Multiple production of highly active particles for oxytetracycline degradation in a large volume strong ionization dielectric barrier discharge system: Performance and degradation pathways

In this study, the degradation of oxytetracycline (OTC) in aqueous solution by humid O2 strong ionization dielectric barrier discharge (DBD) with a 2.2 t/h large volume was investigated. Based on the electron spin resonance (ESR) results and the detection of O3 and H2O2 concentrations, the existence of high concentrations of hydroxyl radicals (center dot OH) (0.85 mmol/L), O3 (14.2 mg/L), and H2O2 (63.3 mg/L) produced via humid O2 strong ionization discharge DBD was verified. In addition, the effects of the reaction conditions, including the input voltage (2.1-3.8 kV), the initial pH value (3.1-10.3), the center dot OH inhibitors, the inorganic ions, and the natural organic matter (NOM), on the OTC degradation efficiency were measured, and the optimal parameters were determined based on the results of single factor experiments.

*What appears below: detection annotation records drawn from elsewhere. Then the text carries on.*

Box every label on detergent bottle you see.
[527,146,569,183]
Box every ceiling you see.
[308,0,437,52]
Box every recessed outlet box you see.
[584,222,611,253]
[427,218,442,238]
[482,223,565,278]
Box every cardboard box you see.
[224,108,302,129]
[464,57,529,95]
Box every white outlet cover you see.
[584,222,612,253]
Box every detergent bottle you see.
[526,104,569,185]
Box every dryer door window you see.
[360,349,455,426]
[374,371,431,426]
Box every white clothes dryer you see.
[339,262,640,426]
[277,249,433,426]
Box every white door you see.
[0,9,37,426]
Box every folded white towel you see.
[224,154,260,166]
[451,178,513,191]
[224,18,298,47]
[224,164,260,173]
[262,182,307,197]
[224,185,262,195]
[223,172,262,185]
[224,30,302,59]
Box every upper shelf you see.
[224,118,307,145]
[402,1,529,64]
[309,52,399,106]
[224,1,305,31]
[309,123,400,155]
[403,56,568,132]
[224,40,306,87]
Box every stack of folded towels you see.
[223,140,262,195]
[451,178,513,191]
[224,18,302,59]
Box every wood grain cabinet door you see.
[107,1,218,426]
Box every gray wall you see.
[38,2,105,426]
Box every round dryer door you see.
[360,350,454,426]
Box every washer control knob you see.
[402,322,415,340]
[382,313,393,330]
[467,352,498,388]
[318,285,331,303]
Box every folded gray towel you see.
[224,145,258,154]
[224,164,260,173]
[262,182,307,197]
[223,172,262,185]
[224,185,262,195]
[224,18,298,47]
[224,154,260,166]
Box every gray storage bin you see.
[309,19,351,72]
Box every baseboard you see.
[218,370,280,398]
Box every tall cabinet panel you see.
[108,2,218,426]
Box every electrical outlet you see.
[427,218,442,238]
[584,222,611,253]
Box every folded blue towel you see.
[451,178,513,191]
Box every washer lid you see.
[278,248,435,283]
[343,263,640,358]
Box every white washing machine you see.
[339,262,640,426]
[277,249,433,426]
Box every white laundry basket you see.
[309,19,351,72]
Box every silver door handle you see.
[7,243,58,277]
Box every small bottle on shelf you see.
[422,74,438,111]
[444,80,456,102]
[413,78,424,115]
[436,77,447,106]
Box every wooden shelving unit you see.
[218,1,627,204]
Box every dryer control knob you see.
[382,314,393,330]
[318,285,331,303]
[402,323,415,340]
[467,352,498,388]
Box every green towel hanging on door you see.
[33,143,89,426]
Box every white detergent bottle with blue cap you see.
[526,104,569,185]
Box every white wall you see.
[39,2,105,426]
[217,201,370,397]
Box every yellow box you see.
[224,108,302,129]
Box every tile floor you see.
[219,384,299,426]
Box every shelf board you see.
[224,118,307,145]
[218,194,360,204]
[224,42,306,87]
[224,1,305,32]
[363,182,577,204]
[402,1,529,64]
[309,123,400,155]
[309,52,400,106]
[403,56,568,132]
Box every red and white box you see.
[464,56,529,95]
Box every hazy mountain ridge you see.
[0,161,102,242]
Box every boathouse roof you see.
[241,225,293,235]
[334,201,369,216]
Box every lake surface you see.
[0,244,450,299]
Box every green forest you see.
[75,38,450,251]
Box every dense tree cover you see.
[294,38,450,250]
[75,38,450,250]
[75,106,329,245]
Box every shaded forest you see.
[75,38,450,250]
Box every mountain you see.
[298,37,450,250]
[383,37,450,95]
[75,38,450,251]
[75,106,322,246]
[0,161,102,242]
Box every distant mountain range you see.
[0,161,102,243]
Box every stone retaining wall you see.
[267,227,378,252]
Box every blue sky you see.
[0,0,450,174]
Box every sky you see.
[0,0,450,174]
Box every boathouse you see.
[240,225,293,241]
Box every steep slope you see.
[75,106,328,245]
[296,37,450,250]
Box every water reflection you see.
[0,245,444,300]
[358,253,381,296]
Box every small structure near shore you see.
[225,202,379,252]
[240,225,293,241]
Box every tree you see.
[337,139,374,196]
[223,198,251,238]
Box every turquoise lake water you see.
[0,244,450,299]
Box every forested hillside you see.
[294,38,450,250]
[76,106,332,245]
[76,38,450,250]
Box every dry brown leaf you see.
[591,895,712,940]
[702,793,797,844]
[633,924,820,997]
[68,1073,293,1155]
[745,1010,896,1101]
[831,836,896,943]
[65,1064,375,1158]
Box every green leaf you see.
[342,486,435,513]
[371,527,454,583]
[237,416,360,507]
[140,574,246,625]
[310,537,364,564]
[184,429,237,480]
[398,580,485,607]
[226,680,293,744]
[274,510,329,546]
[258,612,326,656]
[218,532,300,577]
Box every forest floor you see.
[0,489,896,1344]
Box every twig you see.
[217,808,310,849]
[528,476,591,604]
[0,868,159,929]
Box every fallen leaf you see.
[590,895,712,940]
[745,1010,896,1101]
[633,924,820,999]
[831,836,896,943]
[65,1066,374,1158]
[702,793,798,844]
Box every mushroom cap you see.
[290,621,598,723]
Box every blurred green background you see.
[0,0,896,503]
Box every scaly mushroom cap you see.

The results showed that the OTC removal efficiency and the kinetic constant can be increased by enhancing the input voltage, and about 93.7% of the OTC was removed at 3.8 kV and in a neutral pH (6.9) solution. The presence of center dot OH inhibitors, inorganic ions and NOM in the solution can reduce the OTC removal efficiency and the kinetic constant. Moreover, compared to dry O2 strong ionization dielectric DBD, the active particle yield (center dot OH, O3, H2O2), the kinetic constant, and the TOC removal by humid O2 strong ionization discharge DBD were better. Subsequently, five main by-products were identified and four different transformation pathways, including hydroxylation (+16 Da), deamidation (-46 Da), demethylation (-14 Da), and dehydration (-18 Da), were observed. In addition, the acute toxicity of the intermediates was reduced, but the mutagenicity of the biotoxicity was positive.

Automated summary

This study investigated the degradation of oxytetracycline in aqueous solution by humid O2 strong ionization dielectric barrier discharge and identified optimal parameters for efficiency. Increasing the input voltage and solution pH can improve OTC removal efficiency, while inhibitors and organic matter can reduce efficiency. Compared to dry O2 strong ionization dielectric DBD, the results showed better performance with humid O2 strong ionization discharge DBD.